2.31 Constatiamo a questo punto che ciò che andiamo facendo instaura qualcosa di cui possiamo dire che è assolutamente certo, cioè non negabile, e pertanto instaura un elemento che non è dubitabile né aggirabile in alcun modo. Ciò che la metafisica ha sempre cercato, vale a dire un elemento che non potesse non darsi, è stato reperito qui in termini straordinariamente semplici, considerando soltanto ciò che si dà ciascuna volta in cui si parla. Ponendoci tuttavia a una distanza infinita dalla metafisica così come è comunemente intesa, in quanto abbiamo posto come non esistente tutto ciò che non è nella parola.

2.32 Ma riprendiamo la questione. Stiamo dicendo che l’invariante è la condizione della variante, cioè di ciò che faccio dicendo, così come dicevamo più sopra che l’atto locutorio è la condizione dell’atto illocutorio, pur permanendo che in assenza di atto illocutorio non esiste l’atto locutorio, perché se non faccio qualcosa parlando allora non faccio nulla, nemmeno parlare.

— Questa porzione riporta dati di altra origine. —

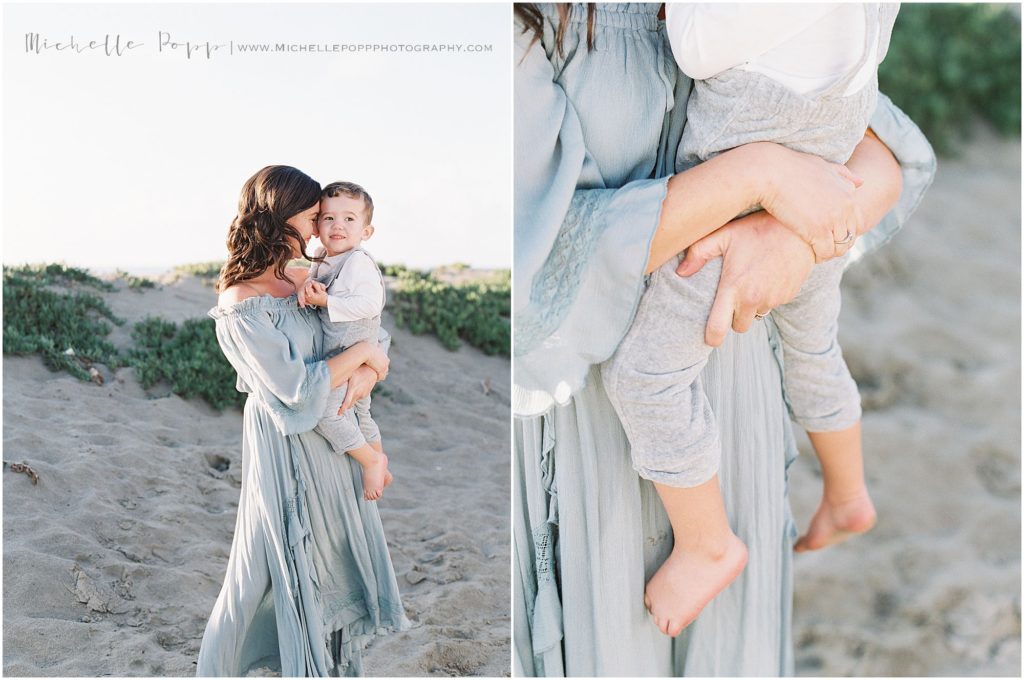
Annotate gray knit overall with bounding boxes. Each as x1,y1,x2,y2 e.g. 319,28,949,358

2.33 La retorica si occupa delle varianti, di ciò che avviene parlando, mostrando ciascuna volta che la variante segue necessariamente un’invariante da cui procede, di cui si pone come il conseguente. Indicando la variante come figura retorica abbiamo soltanto detto che quest’ultima prevede necessariamente un elemento che la precede e che non può non esserci perché la variante risulti tale.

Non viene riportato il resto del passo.